Fourier, Saint-Simon, and Owen were filled with great ideas to help the human species. They took on the bold task of attempting to change the entire system to subvert some 'evil' economic laws. They appeared similar in goal to the communists, but were different in one key respect. While the communists advocated violent uprisings of the lower classes, the Utopians appealed to the upper classes of society. However, they never received widespread report, until John Stuart Mill came along.

Mill was the son of James Mill, one of the "leading intellectuals of the early nineteenth century." The younger Mill was brought up without a break from his education. He learned Greek when he was three. By the age of thirteen, he "made a complete survey of all there was to be known in political economy." He never realized the social upbringing common to all others. After suffering from a "kind of nervous breakdown," he met Harriet Taylor, who just happened to be married. However, he persevered, and they were married shortly after Mr. Taylor died. Out of his leanings, Mill wrote Principals of Political Economy, a "total survey" of the field of economics. In addition to surveying the field, Mill produced one key insight: economic laws concern production, not distribution. Man can have anything produced taken from him, given to him, or transferred elsewhere in society. Society would "share the wealth" however it saw fit. This has been observed in today's society. Welfare programs take money away from those who work and give it to others, in some countries more than others. Farm products are selectively distributed by various means, and some are even left to rot in the field. However, there were major limitations in Mill's conclusion. Intervention in the production process invariably affects the distribution. Furthermore, as Marx would point out, production and distribution could not be cleanly separated some societies connected their production and modes of payment.

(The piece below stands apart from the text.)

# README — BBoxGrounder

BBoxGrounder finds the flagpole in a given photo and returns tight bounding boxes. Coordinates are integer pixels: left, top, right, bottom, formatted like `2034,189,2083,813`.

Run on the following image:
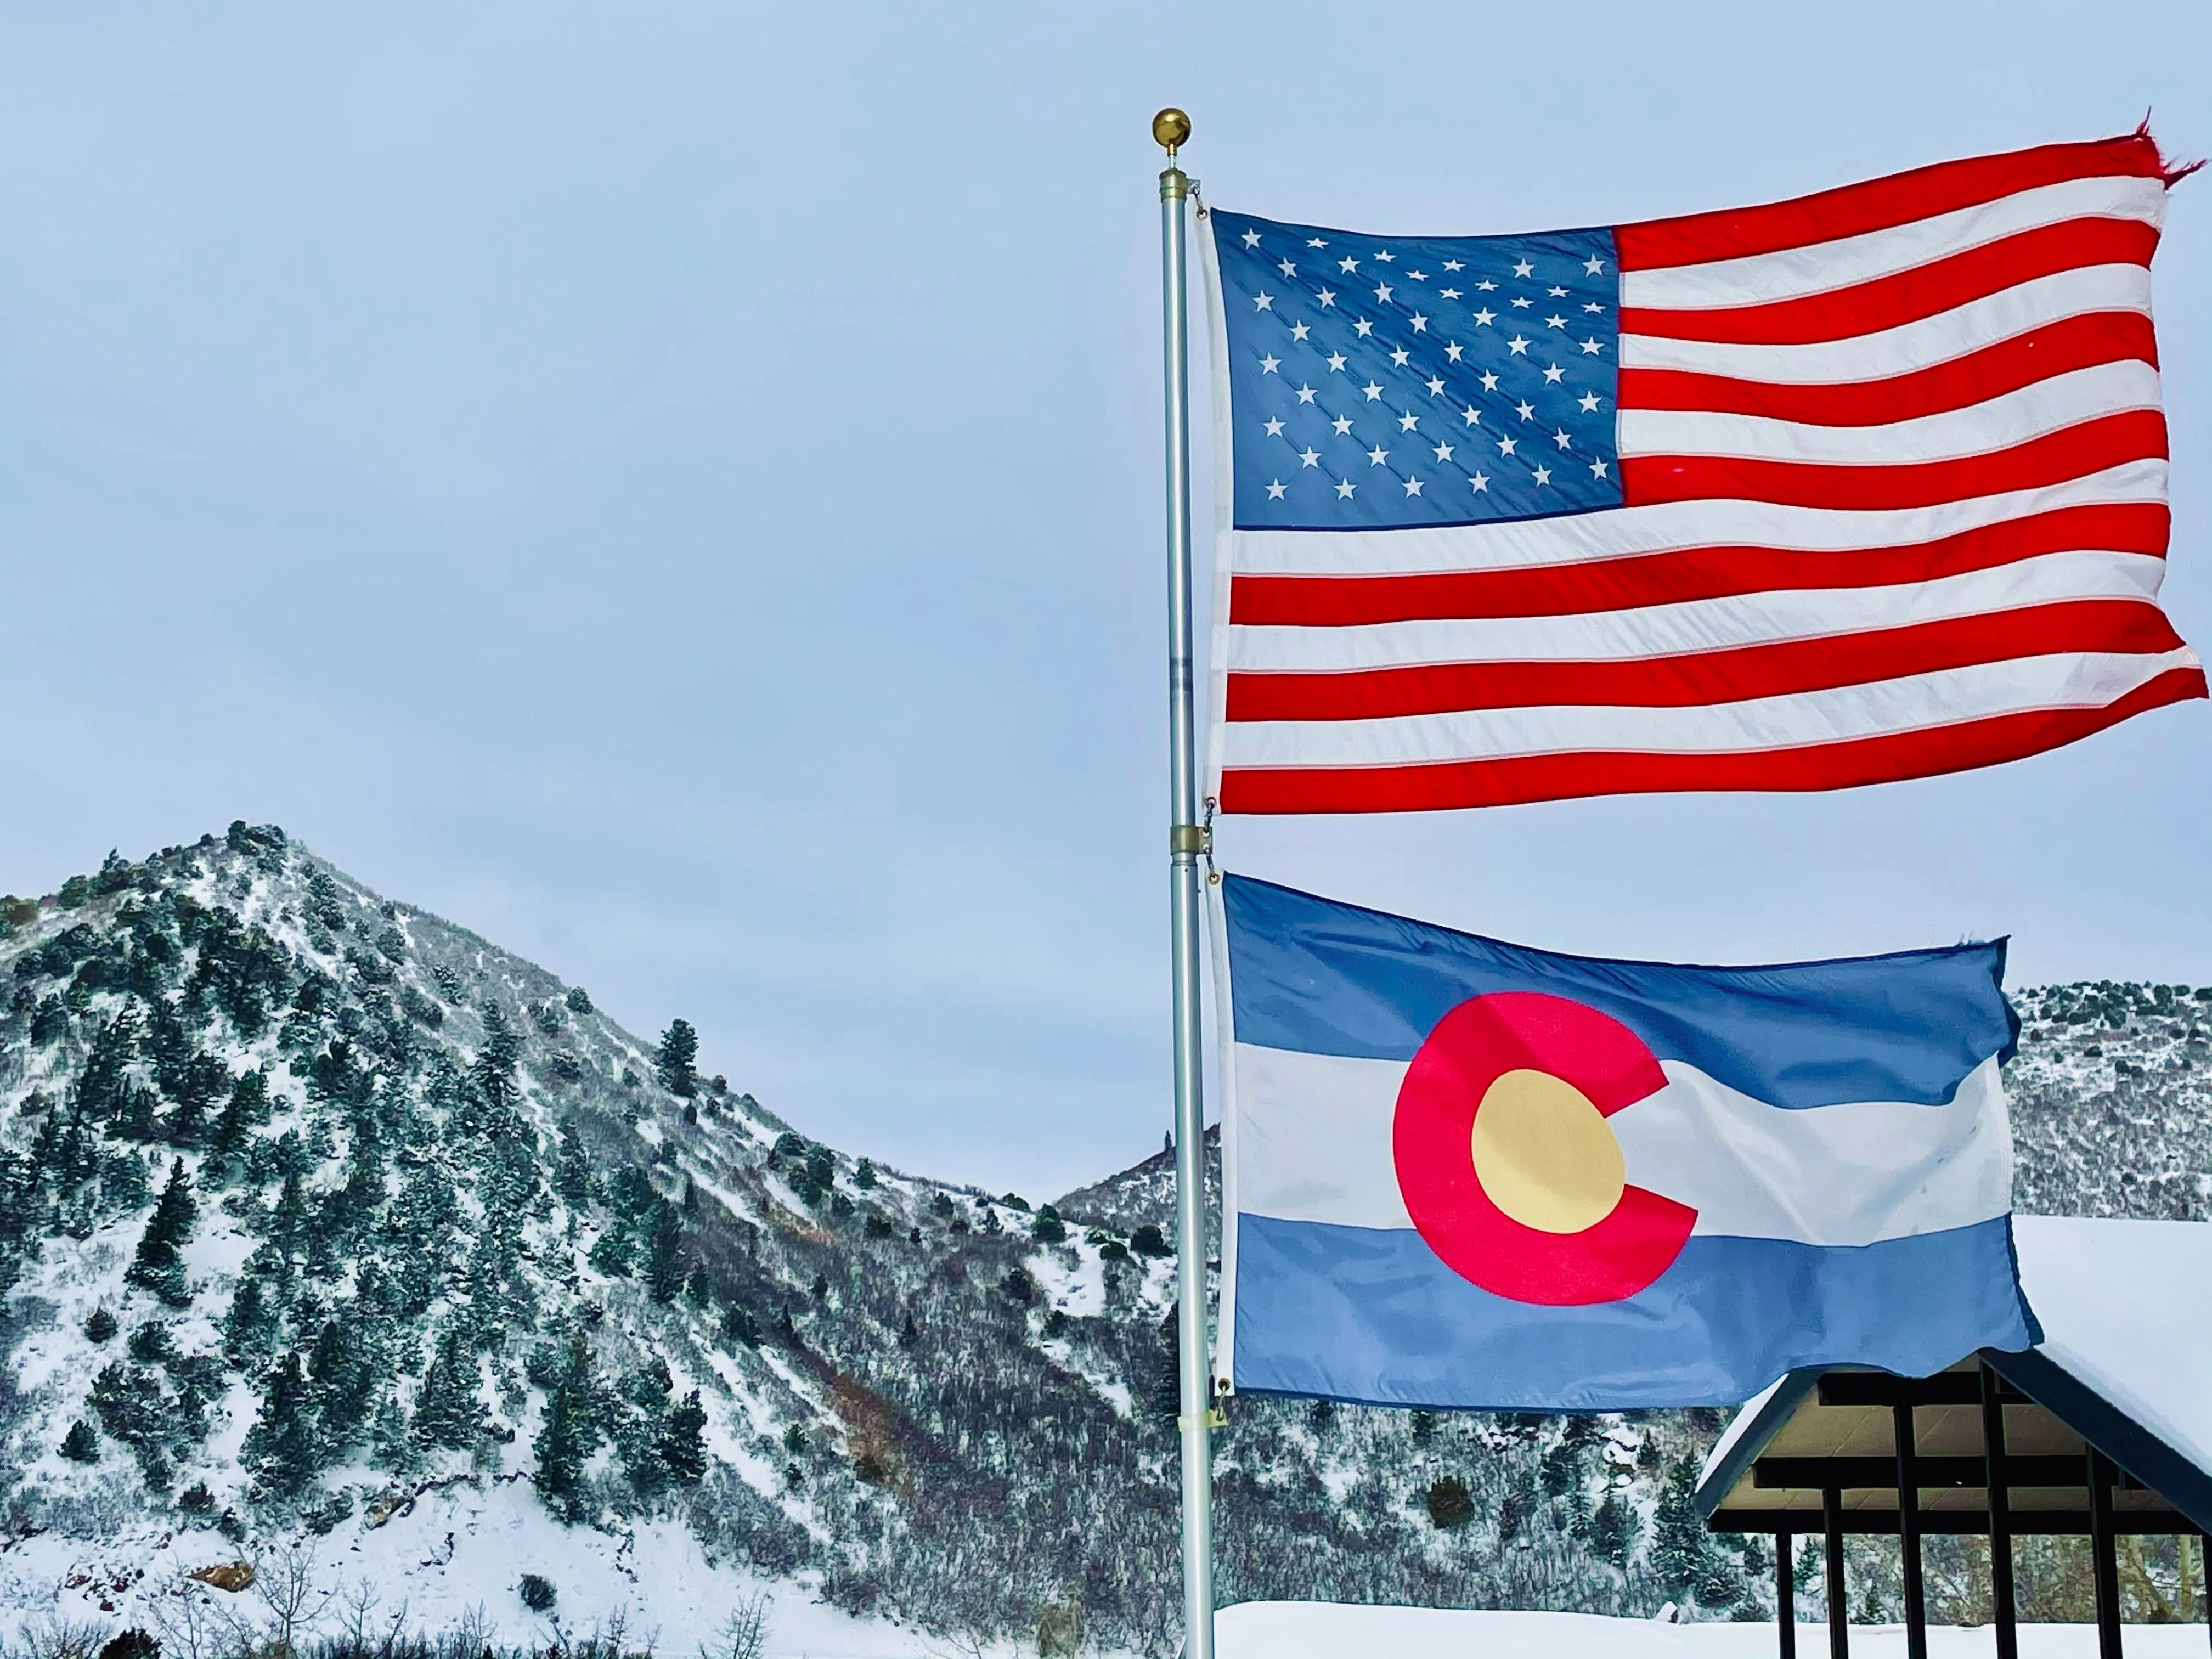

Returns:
1154,104,1216,1659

Mill, though he saw some advantages in the various forms of communism, failed to advocate them for fear of the suppression of eccentricity, and the abolition of private property. Even though the present system disproportionately paid its members, the flaws were more a result of the old feudal system than the new capitalistic system. He believed private property could be a keystone in society if it was just given a chance.

Furthermore, Mill, disagreed with the earlier economist on a key point: nil growth economies. He believed the economy was just a short hop away from a stationary state. Once the economy stopped growing, the society would examine its principals of liberty and justice. On this point, he was very wrong. However, on most of his other points he was correct. Indeed, his book went through a multitude of print runs verifying its acceptance by mankind. And like modern society, if you get enough people to believe what you say, it's right.